Aus dem Festzelt von Thierry Backes

Würde er ihn wagen, den Meisterschlag? Den einen kräftigen Hieb, der ihm einen festen Platz in den Geschichtsbüchern sichern würde? Es wäre eine hübsche Schlusspointe gewesen für Christian Ude, ein letztes Ausrufezeichen hinter einer langen Karriere im Münchner Rathaus - und in der Anzapfbox auf dem Oktoberfest.

Doch der Oberbürgermeister probiert es gar nicht erst mit einem Rekord, das täten "nur grob fahrlässige Schankkellner", sagt er: Er holt einmal ordentlich aus und treibt den Wechsel in das Bierfass, setzt noch einmal routiniert nach, dreht sich dann um und ruft über das Mikrofon des Bayerischen Rundfunks (BR) in die ganze Welt hinaus: "Ozapft is! Auf eine friedliche Wiesn!"

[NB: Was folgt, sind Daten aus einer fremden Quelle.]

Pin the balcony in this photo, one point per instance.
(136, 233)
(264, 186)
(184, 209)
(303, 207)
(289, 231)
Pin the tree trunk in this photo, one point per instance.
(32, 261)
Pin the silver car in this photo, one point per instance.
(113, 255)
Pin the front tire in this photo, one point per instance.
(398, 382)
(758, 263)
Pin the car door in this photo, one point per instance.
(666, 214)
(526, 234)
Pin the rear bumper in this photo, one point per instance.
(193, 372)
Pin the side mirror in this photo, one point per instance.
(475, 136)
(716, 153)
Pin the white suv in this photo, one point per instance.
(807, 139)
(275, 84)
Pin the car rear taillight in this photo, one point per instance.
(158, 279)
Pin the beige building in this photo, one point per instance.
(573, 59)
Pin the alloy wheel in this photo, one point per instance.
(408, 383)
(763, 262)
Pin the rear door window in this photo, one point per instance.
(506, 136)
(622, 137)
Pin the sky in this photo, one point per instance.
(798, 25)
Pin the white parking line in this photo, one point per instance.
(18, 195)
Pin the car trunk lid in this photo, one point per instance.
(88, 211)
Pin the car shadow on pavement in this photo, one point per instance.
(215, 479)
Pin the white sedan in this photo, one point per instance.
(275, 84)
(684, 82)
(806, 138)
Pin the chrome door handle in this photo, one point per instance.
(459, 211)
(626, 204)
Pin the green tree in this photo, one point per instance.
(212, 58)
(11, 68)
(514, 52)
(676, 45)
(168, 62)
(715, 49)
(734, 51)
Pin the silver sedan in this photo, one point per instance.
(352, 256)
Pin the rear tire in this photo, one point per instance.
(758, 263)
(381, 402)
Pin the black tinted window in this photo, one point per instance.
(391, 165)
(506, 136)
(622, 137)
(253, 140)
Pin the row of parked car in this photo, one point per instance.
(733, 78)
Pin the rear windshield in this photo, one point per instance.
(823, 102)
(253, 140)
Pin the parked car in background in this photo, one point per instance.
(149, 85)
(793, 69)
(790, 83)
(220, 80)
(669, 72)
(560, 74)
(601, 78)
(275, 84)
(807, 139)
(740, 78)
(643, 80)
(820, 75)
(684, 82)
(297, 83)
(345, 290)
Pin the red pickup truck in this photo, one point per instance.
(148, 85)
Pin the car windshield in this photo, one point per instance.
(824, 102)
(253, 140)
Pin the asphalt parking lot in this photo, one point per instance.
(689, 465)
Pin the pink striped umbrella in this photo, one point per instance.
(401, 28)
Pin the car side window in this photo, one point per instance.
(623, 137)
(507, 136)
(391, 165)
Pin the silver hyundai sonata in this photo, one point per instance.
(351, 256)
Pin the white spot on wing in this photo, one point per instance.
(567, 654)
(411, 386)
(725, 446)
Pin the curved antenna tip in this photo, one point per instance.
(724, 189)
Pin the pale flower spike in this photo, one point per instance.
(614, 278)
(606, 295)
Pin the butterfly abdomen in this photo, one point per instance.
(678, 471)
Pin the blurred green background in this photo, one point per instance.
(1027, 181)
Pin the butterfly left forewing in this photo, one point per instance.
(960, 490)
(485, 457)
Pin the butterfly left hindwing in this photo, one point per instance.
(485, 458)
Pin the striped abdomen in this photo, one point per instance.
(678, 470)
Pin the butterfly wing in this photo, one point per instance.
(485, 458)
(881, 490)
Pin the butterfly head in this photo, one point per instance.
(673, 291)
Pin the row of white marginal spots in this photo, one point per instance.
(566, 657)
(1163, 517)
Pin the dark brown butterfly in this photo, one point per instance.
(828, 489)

Keine Panne zum Abschied also, aber auch nur wenig Emotionen: Ude, 65, winkt beim Einzug, lächtelt, grüßt. Traurig wirkt er nicht, aber was soll er sonst auch sagen? "Es geht mir prächtig", antwortet er vergnügt in der Anzapfbox, als ihn BR-Reporter Christoph Deumling fragt, wie er sich denn heute fühle, jetzt, da seine Ära zu Ende gehe. "Die Wehmut wird während des Festes kommen - und die Tränen am Ende."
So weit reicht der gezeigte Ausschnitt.